Nie bez powodu w tytule napisałam “prawdziwy”, bo jak widzę w ęternetach z czego ludzie robią “sos serowy”, to jest mi słabo. Głównie z serków topionych. Mmm, to musi być pyszne i takie… serowe. A sos serowy to jest banał nad banały!

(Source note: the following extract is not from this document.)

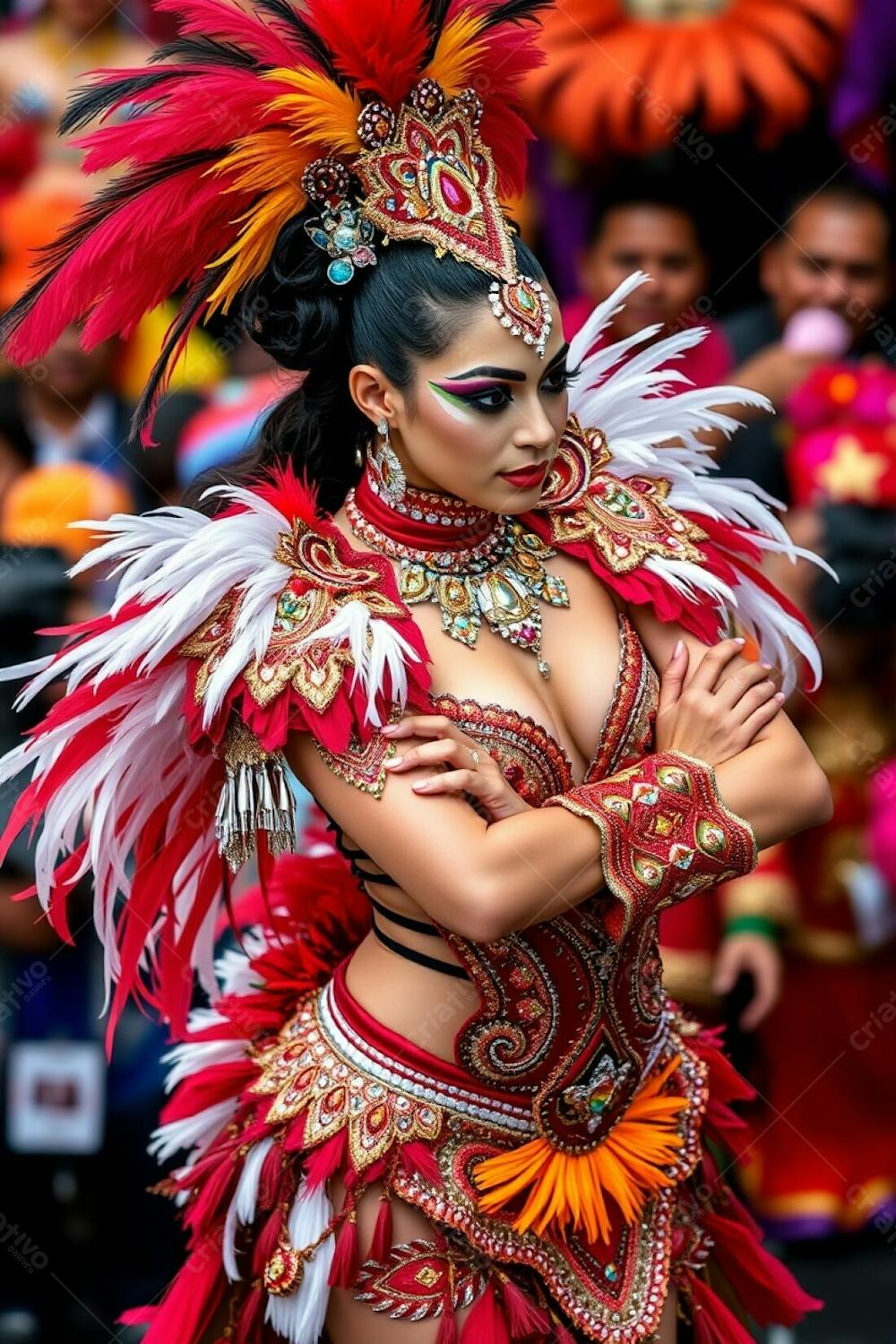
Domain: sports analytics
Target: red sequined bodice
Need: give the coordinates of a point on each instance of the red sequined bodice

Potrzebujecie trzech składników i pięciu minut, żeby do nachosów zaserwować prawdziwą petardę. Bo o składzie “sosów” ze słoika nie wspominam. Przy nich nawet ser topiony przewraca się w grobie. Co prawda robiłam podejście do wegańskiego sosu serowego i choć obiektywnie nie jest zły, to po prostu jest wegańskim mazidłem i nie ma co stawiać go w jednym szeregu z serem. W ogóle mało rzeczy można stawiać w jednym szeregu z dobrym serem. Ser to ser. Czasem myślę, że serce też mam zrobione z sera.

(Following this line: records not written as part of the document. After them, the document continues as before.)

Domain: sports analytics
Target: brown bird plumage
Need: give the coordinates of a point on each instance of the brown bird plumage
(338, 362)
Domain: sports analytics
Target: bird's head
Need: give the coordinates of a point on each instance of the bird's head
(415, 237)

Różne przepisy podają różne wariacje: zagotować raz, później drugi, albo gotować aż zgęstnieje, albo dziwne proporcje, z których nic nie wychodzi… A to jest takie proste!
Sos serowy – przepis
Składniki
– 200 g cheddara
– 100 ml mleka 3,2%
– łyżka mąki pszennej typu 500 lub 550
– opcjonalnie do smaku: czosnek, tymianek, wędzona papryka, chili, co kto lubi
Wykonanie
Ser zetrzyj na tarce o dużych oczkach. W niewielkim garnku na średnim ogniu podgrzej mleko i dodaj starty ser. Mieszaj aż ser się rozpuści. Nie zagotowuj, bo nie ma takiej potrzeby. Stopniowo dodaj mąkę i mieszaj energicznie trzepaczką. Możliwe, że pół łyżki już wystarczy, w zależności od konsystencji, jaką chcesz uzyskać. Sos gęstnieje błyskawicznie, dlatego nie wsypuj całej mąki na raz. Zdejmij z ognia, dopraw wedle uznania lub nie doprawiaj wcale, jeśli tak smakuje Ci najbardziej. I już.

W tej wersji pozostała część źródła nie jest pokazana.